Embroidery creates a design with a nice amount of weight that looks sophisticated and should last for a long time. The design is in 3D, as opposed to the flat design of a screen printed logo, and the strong thread presents a shine that makes the logo eye catching too.
Applications of Embroidery and Screen Print
You also need to think about the most appropriate applications for both embroidery and screen printing. Each of them can be more suited to different types and qualities of garments. For example, embroidery is more suitable for heavier garments.
Thinner and lower quality garments aren’t necessarily the best choice for embroidery because thin material tends to pucker when embroidered. Embroidered logos are excellent for good quality uniforms that you want to last for a long time.
Polo shirts with logos and perhaps even names stitched onto one side are a classic choice.
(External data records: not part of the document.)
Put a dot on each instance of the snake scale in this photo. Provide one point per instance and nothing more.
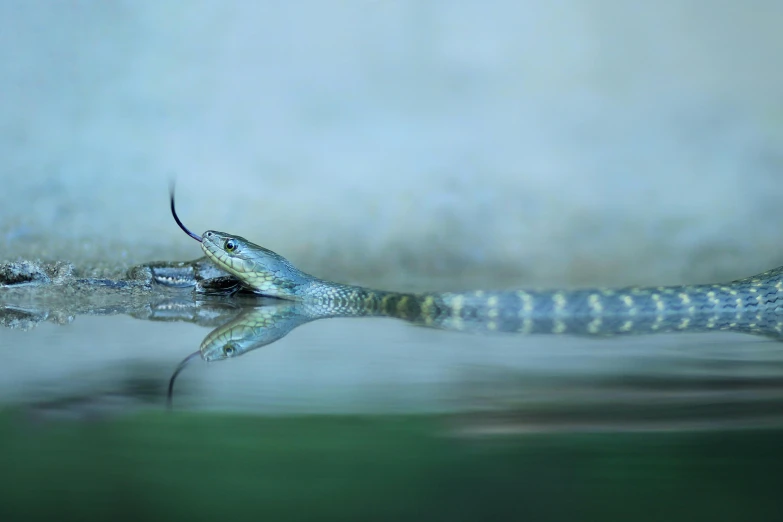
(753, 304)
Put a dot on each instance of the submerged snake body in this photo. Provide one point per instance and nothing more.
(754, 304)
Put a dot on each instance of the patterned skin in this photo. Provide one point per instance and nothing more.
(753, 305)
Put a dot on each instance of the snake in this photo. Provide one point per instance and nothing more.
(752, 304)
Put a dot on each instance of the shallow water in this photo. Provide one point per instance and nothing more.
(341, 418)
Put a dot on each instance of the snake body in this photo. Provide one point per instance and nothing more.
(753, 304)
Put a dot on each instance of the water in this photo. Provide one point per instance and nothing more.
(358, 419)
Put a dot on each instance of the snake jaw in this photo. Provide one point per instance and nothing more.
(259, 269)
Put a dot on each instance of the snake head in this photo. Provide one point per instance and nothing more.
(259, 269)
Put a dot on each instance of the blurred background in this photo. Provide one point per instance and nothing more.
(408, 144)
(565, 142)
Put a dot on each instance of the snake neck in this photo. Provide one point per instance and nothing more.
(754, 303)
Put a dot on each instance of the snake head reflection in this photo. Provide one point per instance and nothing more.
(253, 329)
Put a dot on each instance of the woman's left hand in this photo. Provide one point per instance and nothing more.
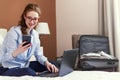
(51, 67)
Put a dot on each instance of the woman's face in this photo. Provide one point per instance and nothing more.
(31, 19)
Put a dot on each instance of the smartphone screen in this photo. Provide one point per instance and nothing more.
(26, 38)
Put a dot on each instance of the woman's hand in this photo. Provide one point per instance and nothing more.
(21, 49)
(51, 67)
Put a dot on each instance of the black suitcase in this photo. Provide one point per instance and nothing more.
(94, 44)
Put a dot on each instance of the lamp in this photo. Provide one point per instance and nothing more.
(43, 28)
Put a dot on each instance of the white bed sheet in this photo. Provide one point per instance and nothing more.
(75, 75)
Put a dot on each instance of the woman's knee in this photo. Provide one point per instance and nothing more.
(19, 72)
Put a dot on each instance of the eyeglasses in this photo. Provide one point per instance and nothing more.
(29, 18)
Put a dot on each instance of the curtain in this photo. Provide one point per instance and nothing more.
(109, 24)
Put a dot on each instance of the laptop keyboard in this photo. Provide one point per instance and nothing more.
(48, 74)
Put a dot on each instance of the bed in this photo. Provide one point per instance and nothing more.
(78, 75)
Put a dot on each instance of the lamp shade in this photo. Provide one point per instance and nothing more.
(43, 28)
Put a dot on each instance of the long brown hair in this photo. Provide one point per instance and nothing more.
(28, 8)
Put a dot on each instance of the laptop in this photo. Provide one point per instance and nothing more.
(67, 64)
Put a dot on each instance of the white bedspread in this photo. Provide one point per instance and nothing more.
(75, 75)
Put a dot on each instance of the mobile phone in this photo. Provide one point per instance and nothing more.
(26, 38)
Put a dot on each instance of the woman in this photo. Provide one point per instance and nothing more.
(15, 60)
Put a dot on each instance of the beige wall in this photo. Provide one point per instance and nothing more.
(74, 17)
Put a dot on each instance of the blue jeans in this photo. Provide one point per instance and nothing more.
(34, 67)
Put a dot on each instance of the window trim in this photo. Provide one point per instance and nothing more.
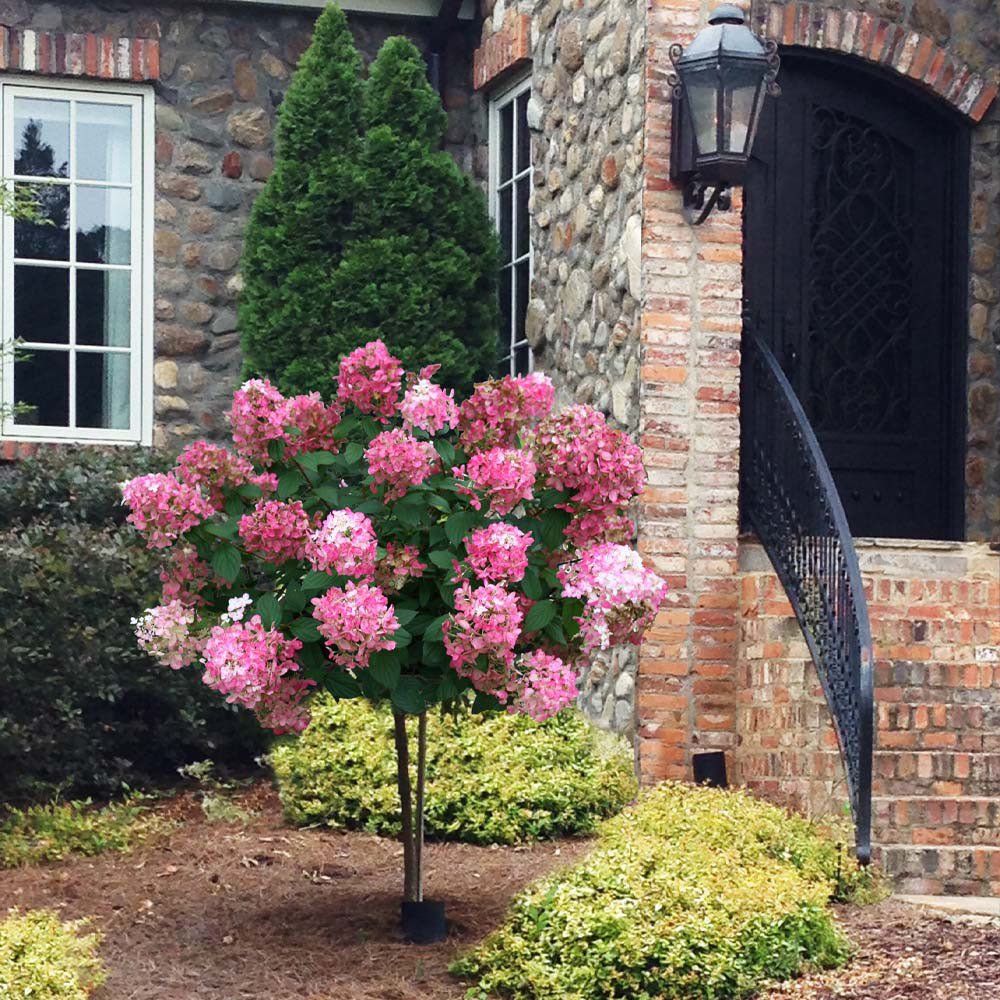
(142, 98)
(499, 99)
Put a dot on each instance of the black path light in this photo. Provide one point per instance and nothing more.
(719, 85)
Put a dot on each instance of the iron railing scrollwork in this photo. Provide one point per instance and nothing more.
(789, 499)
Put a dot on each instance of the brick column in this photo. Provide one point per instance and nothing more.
(689, 425)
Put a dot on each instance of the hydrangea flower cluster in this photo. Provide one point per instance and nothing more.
(355, 622)
(165, 633)
(480, 636)
(621, 596)
(276, 530)
(505, 475)
(344, 543)
(163, 508)
(246, 661)
(398, 461)
(547, 685)
(498, 553)
(499, 408)
(428, 407)
(371, 378)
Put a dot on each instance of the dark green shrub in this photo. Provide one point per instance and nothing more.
(82, 710)
(693, 894)
(490, 779)
(366, 229)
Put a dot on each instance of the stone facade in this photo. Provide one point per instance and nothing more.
(223, 70)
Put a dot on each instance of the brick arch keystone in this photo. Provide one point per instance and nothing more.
(909, 53)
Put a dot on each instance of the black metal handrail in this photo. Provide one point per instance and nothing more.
(789, 498)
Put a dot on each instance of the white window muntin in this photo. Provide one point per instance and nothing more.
(139, 102)
(510, 191)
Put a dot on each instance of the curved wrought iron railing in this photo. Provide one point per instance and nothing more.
(789, 499)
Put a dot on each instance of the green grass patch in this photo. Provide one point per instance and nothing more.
(43, 958)
(692, 894)
(498, 779)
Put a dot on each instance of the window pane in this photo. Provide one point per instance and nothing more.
(41, 137)
(103, 142)
(523, 222)
(49, 240)
(103, 225)
(103, 316)
(523, 135)
(506, 141)
(41, 381)
(41, 304)
(102, 390)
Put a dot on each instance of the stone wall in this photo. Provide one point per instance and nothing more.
(586, 116)
(935, 613)
(223, 72)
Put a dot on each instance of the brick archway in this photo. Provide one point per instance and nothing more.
(911, 54)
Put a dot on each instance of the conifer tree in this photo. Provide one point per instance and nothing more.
(385, 236)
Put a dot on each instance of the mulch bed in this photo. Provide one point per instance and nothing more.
(264, 912)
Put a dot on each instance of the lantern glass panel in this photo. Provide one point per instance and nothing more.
(702, 87)
(741, 84)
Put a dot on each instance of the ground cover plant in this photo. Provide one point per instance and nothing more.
(43, 958)
(366, 228)
(491, 779)
(693, 894)
(397, 547)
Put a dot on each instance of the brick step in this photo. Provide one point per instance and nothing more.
(955, 870)
(928, 820)
(936, 773)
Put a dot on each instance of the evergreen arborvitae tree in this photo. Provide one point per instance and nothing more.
(385, 239)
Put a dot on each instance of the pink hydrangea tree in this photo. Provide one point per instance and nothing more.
(401, 547)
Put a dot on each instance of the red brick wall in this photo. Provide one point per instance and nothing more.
(935, 612)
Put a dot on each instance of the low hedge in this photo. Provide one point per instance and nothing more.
(490, 779)
(42, 958)
(693, 894)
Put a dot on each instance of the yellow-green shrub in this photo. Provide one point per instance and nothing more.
(42, 958)
(693, 894)
(490, 779)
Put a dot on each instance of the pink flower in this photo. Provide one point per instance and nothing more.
(400, 461)
(401, 563)
(602, 467)
(621, 596)
(545, 687)
(185, 577)
(282, 710)
(164, 508)
(344, 543)
(246, 662)
(499, 552)
(370, 378)
(165, 633)
(276, 530)
(258, 416)
(315, 422)
(355, 622)
(428, 407)
(505, 475)
(499, 408)
(480, 636)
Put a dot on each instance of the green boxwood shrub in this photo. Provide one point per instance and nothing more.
(693, 894)
(82, 710)
(42, 958)
(490, 779)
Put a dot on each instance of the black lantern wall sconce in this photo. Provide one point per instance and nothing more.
(719, 84)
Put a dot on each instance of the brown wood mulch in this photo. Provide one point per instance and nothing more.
(264, 912)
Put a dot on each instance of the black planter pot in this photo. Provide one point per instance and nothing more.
(423, 922)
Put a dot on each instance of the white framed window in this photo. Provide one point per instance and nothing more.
(76, 320)
(510, 191)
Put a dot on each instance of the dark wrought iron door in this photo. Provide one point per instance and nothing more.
(851, 278)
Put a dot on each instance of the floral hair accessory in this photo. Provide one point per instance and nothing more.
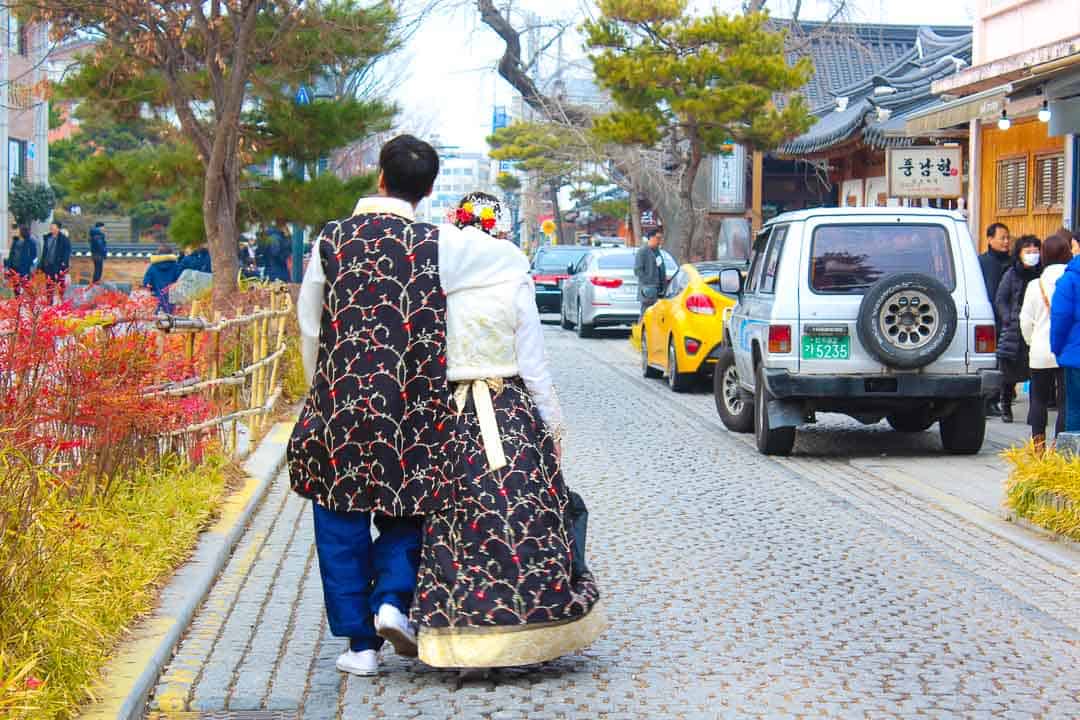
(477, 209)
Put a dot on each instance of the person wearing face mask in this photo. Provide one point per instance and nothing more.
(1012, 349)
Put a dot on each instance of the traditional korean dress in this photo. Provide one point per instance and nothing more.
(497, 586)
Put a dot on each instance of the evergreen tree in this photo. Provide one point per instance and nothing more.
(692, 84)
(227, 71)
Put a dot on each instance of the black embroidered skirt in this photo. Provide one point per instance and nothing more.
(496, 585)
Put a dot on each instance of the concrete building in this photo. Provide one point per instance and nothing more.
(459, 173)
(24, 118)
(1020, 105)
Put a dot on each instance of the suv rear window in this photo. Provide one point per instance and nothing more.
(617, 261)
(849, 258)
(557, 260)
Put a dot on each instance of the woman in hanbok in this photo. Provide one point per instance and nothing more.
(499, 584)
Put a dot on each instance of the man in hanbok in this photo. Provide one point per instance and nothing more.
(370, 442)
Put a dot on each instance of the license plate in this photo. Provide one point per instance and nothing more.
(826, 348)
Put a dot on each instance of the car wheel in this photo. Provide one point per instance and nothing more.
(915, 420)
(583, 330)
(566, 325)
(906, 321)
(962, 431)
(647, 370)
(733, 404)
(770, 442)
(679, 382)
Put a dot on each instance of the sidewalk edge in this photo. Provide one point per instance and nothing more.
(1047, 545)
(131, 675)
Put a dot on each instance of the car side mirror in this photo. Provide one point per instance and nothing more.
(730, 281)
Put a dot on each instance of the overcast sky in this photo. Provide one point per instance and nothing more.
(448, 84)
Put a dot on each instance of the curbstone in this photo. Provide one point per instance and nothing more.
(1068, 444)
(131, 676)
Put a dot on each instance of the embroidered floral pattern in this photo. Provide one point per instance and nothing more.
(373, 434)
(501, 555)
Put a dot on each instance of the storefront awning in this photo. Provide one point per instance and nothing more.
(987, 104)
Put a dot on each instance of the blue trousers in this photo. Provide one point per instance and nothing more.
(361, 574)
(1071, 399)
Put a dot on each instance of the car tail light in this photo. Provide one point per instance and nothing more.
(700, 303)
(606, 282)
(986, 339)
(780, 339)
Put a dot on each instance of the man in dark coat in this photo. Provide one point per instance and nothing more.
(372, 434)
(98, 248)
(649, 269)
(278, 253)
(994, 262)
(55, 254)
(21, 257)
(160, 276)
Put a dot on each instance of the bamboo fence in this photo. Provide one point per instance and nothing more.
(248, 393)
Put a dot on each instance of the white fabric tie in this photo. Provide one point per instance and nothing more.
(485, 415)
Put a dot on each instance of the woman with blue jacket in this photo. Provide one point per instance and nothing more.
(1065, 335)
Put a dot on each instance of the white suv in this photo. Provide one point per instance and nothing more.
(872, 312)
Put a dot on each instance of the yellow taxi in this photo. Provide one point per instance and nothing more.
(680, 331)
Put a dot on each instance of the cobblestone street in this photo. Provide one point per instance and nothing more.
(737, 586)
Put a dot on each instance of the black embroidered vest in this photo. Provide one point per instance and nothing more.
(373, 432)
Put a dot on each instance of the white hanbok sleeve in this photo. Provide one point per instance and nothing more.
(531, 361)
(309, 311)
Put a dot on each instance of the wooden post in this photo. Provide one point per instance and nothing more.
(756, 192)
(281, 339)
(215, 358)
(256, 326)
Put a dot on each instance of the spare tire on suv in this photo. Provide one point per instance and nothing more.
(906, 321)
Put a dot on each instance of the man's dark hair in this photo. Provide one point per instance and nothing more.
(1057, 249)
(409, 166)
(1024, 242)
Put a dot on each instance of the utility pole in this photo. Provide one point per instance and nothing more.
(4, 93)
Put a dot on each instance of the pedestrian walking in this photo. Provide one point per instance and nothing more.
(649, 269)
(98, 248)
(1012, 349)
(278, 253)
(163, 271)
(1065, 335)
(497, 585)
(55, 258)
(1048, 380)
(21, 258)
(994, 262)
(372, 439)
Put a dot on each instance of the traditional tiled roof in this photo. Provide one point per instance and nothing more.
(932, 57)
(848, 53)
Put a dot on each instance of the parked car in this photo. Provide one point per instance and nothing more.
(602, 290)
(549, 268)
(871, 312)
(683, 333)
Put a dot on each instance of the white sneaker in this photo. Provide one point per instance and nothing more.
(364, 663)
(392, 625)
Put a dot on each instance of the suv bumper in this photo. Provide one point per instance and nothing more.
(784, 385)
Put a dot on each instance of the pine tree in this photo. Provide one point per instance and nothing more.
(692, 84)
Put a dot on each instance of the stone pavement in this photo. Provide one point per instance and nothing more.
(738, 586)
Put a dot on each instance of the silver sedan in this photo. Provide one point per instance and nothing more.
(602, 290)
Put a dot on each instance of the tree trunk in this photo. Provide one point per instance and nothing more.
(220, 201)
(635, 219)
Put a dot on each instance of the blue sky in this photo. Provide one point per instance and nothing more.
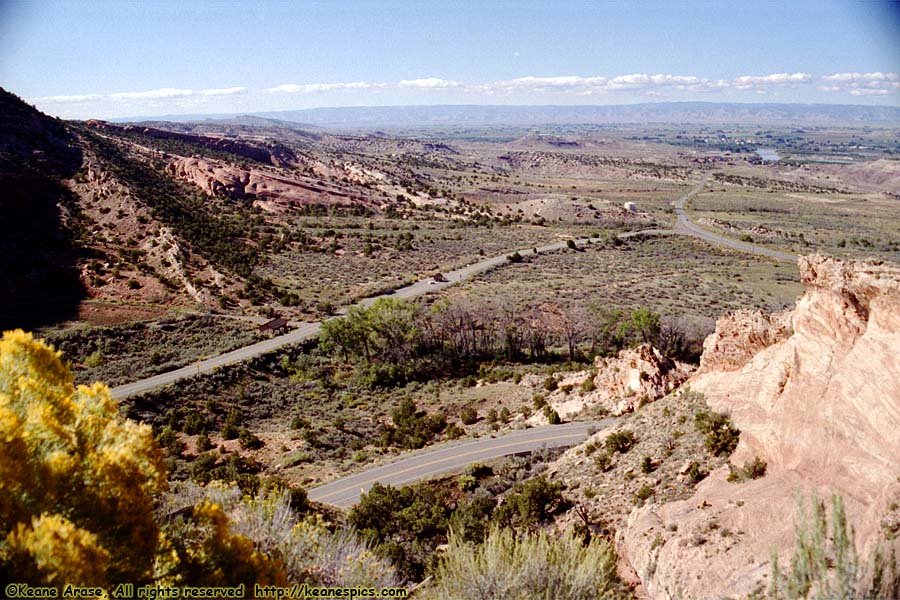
(106, 59)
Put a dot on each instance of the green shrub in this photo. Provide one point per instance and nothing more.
(825, 563)
(507, 565)
(603, 461)
(248, 440)
(468, 415)
(721, 435)
(620, 441)
(643, 493)
(754, 469)
(203, 443)
(231, 428)
(530, 503)
(552, 416)
(695, 473)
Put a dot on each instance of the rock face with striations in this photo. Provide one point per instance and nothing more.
(270, 190)
(816, 394)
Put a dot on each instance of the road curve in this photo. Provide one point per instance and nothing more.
(307, 331)
(453, 456)
(685, 226)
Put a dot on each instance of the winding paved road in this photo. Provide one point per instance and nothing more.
(685, 226)
(453, 456)
(307, 331)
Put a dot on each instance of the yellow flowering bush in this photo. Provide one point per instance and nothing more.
(77, 479)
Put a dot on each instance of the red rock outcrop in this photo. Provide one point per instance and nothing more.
(270, 190)
(819, 402)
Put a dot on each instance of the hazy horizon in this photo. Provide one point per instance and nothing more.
(115, 60)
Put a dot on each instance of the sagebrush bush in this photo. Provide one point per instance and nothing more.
(532, 566)
(721, 435)
(620, 441)
(825, 563)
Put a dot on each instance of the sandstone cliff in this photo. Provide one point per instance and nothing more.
(620, 384)
(270, 190)
(816, 394)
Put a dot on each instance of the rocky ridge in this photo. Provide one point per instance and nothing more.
(816, 394)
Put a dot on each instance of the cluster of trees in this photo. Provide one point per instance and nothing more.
(84, 500)
(394, 341)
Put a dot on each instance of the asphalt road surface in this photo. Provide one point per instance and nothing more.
(453, 457)
(306, 331)
(685, 226)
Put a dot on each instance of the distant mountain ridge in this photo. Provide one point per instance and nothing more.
(499, 115)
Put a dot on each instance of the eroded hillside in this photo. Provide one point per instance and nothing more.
(816, 395)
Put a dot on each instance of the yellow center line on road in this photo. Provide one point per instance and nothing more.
(447, 459)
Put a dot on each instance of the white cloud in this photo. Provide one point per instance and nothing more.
(861, 77)
(308, 88)
(223, 91)
(67, 99)
(161, 93)
(430, 83)
(869, 92)
(747, 82)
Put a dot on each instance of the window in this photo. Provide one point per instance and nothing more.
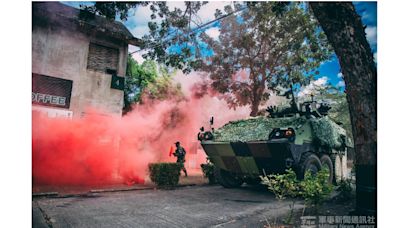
(101, 58)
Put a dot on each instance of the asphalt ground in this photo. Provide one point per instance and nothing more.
(190, 206)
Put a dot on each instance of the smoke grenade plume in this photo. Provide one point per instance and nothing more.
(98, 149)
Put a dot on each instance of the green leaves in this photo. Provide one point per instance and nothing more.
(282, 185)
(165, 174)
(313, 189)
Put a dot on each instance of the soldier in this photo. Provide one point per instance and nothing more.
(180, 153)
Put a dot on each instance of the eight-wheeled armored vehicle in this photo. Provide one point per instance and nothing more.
(301, 137)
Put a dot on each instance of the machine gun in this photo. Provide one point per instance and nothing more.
(310, 109)
(206, 135)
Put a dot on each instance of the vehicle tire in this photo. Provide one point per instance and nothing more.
(226, 179)
(252, 181)
(309, 161)
(326, 161)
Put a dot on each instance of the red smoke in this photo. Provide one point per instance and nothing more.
(97, 149)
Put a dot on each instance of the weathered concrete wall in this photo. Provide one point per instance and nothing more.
(62, 53)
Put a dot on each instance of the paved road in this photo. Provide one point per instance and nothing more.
(196, 206)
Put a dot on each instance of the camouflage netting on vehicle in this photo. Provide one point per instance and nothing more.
(328, 133)
(254, 129)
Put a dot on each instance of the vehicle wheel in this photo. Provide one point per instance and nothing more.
(252, 181)
(226, 179)
(311, 162)
(326, 161)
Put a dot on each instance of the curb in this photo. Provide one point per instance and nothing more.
(43, 194)
(120, 189)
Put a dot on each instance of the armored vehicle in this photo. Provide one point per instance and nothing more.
(301, 137)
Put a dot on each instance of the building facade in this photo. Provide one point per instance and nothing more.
(78, 61)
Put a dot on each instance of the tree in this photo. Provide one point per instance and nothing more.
(260, 50)
(148, 81)
(346, 34)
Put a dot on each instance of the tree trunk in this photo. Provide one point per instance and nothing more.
(254, 107)
(346, 34)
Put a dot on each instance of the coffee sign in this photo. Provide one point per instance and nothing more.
(51, 91)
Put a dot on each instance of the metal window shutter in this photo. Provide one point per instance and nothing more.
(101, 58)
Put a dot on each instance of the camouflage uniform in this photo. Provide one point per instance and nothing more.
(180, 153)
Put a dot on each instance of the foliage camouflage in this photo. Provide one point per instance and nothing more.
(326, 131)
(254, 129)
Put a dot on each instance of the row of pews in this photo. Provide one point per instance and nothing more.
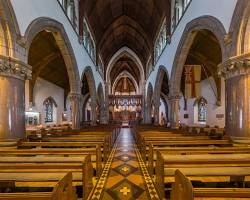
(190, 165)
(59, 165)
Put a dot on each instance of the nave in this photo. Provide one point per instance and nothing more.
(125, 175)
(114, 162)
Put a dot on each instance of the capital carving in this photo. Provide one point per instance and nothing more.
(174, 97)
(235, 66)
(228, 38)
(15, 68)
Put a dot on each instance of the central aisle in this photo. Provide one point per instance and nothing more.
(125, 175)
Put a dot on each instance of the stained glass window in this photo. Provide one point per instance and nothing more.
(202, 110)
(48, 109)
(161, 40)
(88, 41)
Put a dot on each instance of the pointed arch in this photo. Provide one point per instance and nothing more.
(125, 72)
(120, 53)
(9, 31)
(100, 94)
(209, 23)
(63, 42)
(237, 25)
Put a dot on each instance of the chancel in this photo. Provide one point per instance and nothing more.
(124, 99)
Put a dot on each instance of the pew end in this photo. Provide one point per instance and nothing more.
(182, 187)
(87, 177)
(159, 172)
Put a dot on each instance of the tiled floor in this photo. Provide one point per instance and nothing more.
(125, 176)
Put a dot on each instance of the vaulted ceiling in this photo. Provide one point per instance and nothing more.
(118, 23)
(125, 64)
(47, 61)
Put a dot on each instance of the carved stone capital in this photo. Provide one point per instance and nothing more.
(75, 97)
(14, 68)
(174, 97)
(228, 38)
(235, 66)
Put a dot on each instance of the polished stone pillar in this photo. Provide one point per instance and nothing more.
(93, 112)
(236, 72)
(13, 74)
(174, 111)
(145, 114)
(156, 113)
(106, 107)
(75, 100)
(103, 112)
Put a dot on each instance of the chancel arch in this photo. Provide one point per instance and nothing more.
(120, 77)
(128, 53)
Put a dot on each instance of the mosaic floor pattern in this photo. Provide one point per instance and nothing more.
(125, 175)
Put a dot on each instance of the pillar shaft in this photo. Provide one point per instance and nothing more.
(174, 112)
(93, 113)
(238, 107)
(156, 114)
(12, 97)
(75, 100)
(236, 72)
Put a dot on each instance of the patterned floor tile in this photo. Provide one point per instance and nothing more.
(125, 176)
(125, 190)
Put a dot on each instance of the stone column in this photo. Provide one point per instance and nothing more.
(236, 72)
(103, 114)
(75, 100)
(174, 111)
(156, 113)
(106, 107)
(145, 113)
(13, 74)
(93, 112)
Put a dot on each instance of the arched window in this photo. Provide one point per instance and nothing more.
(161, 40)
(69, 9)
(88, 41)
(49, 104)
(202, 110)
(180, 7)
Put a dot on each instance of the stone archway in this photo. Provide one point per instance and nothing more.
(162, 71)
(92, 90)
(207, 23)
(238, 24)
(202, 23)
(12, 120)
(236, 72)
(63, 42)
(149, 104)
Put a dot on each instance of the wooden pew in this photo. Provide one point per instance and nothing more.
(144, 146)
(183, 189)
(95, 153)
(166, 162)
(152, 156)
(81, 168)
(62, 190)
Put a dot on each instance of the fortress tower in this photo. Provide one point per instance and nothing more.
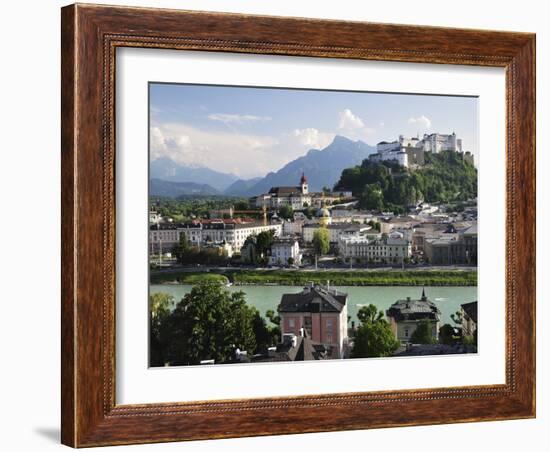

However, if a larger logo is required on the back of the shirt, screen printing can be a more suitable choice.
Screen printing can be the better option for T-shirts and other thin or stretchy garments. The printing doesn’t create the tension that embroidery does so it doesn’t cause the material to pucker up.
If you want to customize T-shirts, hoodies and similar items, or you want to print larger logos, screen printing is likely to be the most suitable option.
However, for other garments, including polo shirts, outerwear and caps, embroidery is the most durable and sophisticated option for your logos. It looks smart and will last a long time, plus it’s suitable for a wide range of garments and other items.
Interesting Facts About Embroidery
Embroidery has been around for centuries, making it an ancient method of applying decorative touches to garments. With that in mind, here are some of the most interesting facts about embroidery:
- An archaeological excavation dug up the remains of a Cro-Magnon with clothing items decorated with embroidery. The Cro-Magnon were believed to be around in 30,000BC – this shows how old embroidery is!
- The Bayeux Tapestry is the largest embroidery in the world. It’s well over two hundred feet in length and sits at around fifty centimetres tall.
- Machine embroidery was first introduced in 1828 by a man called Josue Heilmann. This sparked the trend of being able to produce embroidery on a mass scale.
- A modern embroidery machine can create 7,500 stitches within one square inch of space!
Interesting Facts About Screen Print
There’s a lot you probably didn’t know about screen printing and its history. So, here are our favourite facts about this method:
- Despite what you might think, screen printing was around as far back as 960 CE during the Song Dynasty in China. Back then, it was used as a way of printing money.
- Screen printing can be applied to glass, metal, gold, wood, electronics – the list goes on! So, it’s more versatile than expected, with uses extending beyond t-shirts and clothing.
- The first example of a promotional t-shirt using screen-printing was when The Wizard of Oz came out. After that, many other movie producers used screen printing to promote their upcoming films.
Both screen printing and embroidery have their advantages, but you need to consider a few factors before deciding which one is best. Take into account the size of your logo design, your budget, the items you want to customize and the size of your order before deciding which one is best.